According to a database of publicized exotic-pet escapes and attacks since 1990 kept by the animal rights group Born Free USA, Ohio ranks fifth in the number of episodes that hurt or killed a human — 14. The leader, Florida, has had 43, followed by Texas with 19, New York with 18 and California with 16. Alabama ties Ohio with 14.
The Ohio bear attack occurred Aug. 19 when caretaker Brent Kandra, 24, took the animal out of its cage for feeding at Mazzola's menagerie. Mazzola's federal license to exhibit the bear was revoked after animal rights activists complained about his practice of taking money to let people wrestle Ceasar, another bear he owned. But he was still free to keep the animals.
Most people who work regularly with exotic beasts know and accept the risks, Huntsman said, comparing it to being a farmer or working with killer whales at SeaWorld.
Mazzola reflected that attitude in comments to reporters the day after the fatal attack, showing off a facial scar he got from an encounter with a bear and saying he had a total of 2,000 stitches from his time working with animals.
"These are the things that happen when you deal and love these type of animals," he said.
'There wasn't anything funny about it'
Tom Burrington, 68, a retiree who lives two doors from Mazzola, recalled after the attack that one of the man's bears once rolled over a neighbor, who had to go to the hospital.
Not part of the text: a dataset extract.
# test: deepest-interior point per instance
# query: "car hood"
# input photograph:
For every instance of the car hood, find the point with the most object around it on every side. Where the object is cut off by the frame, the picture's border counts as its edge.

"It was a big joke," Burrington said. "They said the bear sat on a guy, but it was not funny to the safety forces. There wasn't anything funny about it."
A federal judge on Friday ordered mental health treatment for Mazzola as new terms of his probation sentence after pleading guilty in 2009 to transporting a bear to Toledo and selling a skunk without a license. Mazzola's attorney didn't return a message Monday seeking comment.
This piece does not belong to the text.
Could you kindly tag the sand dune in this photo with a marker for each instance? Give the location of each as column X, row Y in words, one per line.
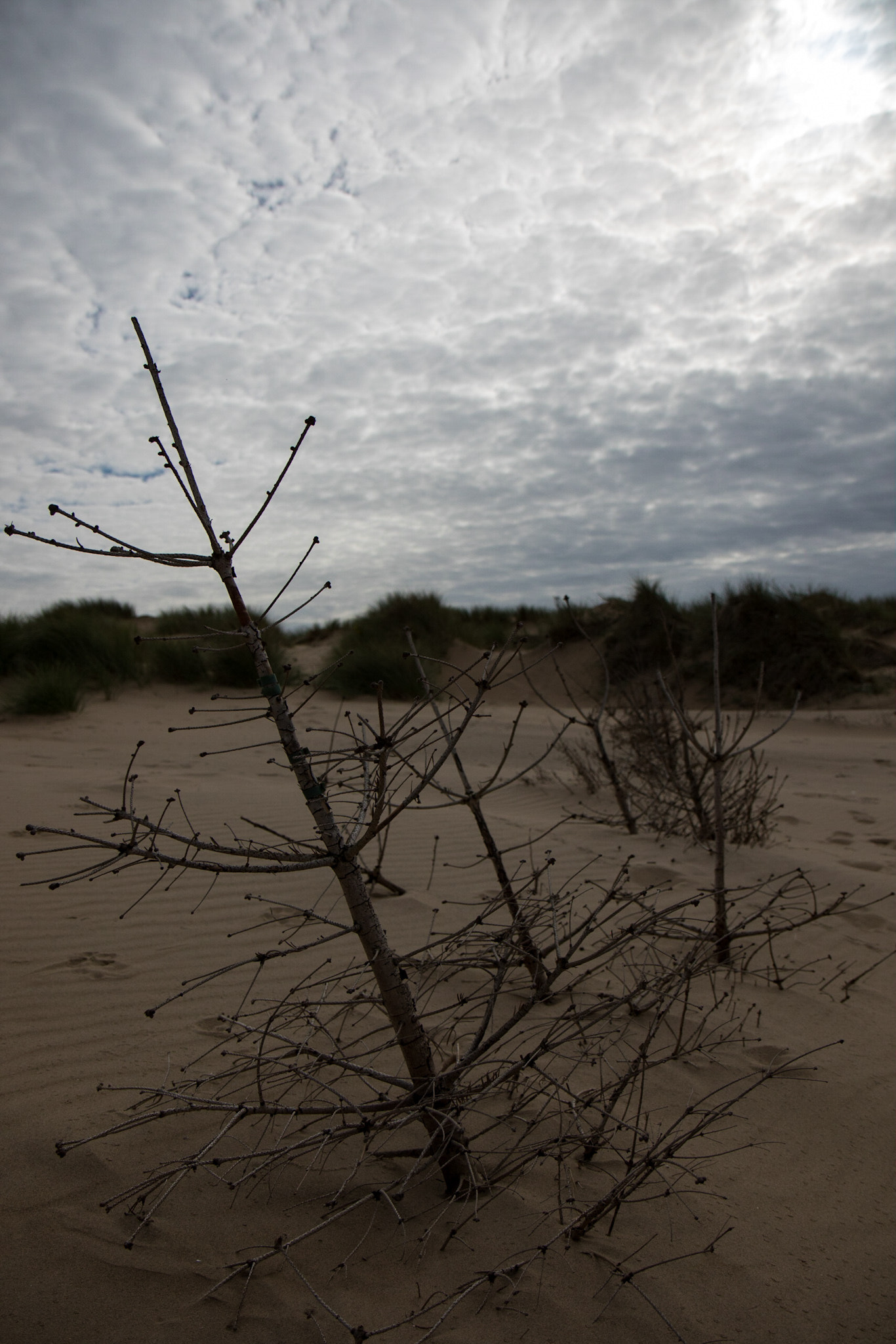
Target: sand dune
column 809, row 1199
Animal rights groups have used attacks like the one that killed Kandra to push for tougher regulations elsewhere.
After a friend's 200-pound pet chimpanzee mauled and blinded a Connecticut woman in 2009, state lawmakers voted to ban ownership of large primates and other potentially dangerous animals, such as bears, leopards and wolves.
Since the Florida girl was suffocated by her family's Burmese python last year, it has become illegal for individuals there to own them and six other large, exotic reptile species.
Risks of exotic pet ownership
Born Free USA considers it inhumane to keep large, wild animals in captivity even if they don't hurt anyone, Executive Vice President Adam Roberts said.
Exotic pet ownership also includes the risk of infectious disease, damage to the environment when pets are set free or escape, and a growing financial burden on animal rescue groups that run sanctuaries for animals that are abandoned, he said.
The Association of Zoos & Aquariums recommends against exotic pet ownership in part because of the lethal diseases wild animals can carry: distemper and rabies in carnivores; herpes in monkeys; and salmonella in reptiles. Vaccines used on domestic animals often don't work on their wild cousins, the group notes.
"People see wild animals and they see them as cute, as something they want to have, want to hold, want to covet," Roberts said. "Then they get bigger and more dangerous and the owner is in over their head."
Associated Press writers Susan Haigh in Hartford, Conn., Bill Kaczor in Tallahassee, Fla., and Tom Sheeran in Cleveland contributed to this report.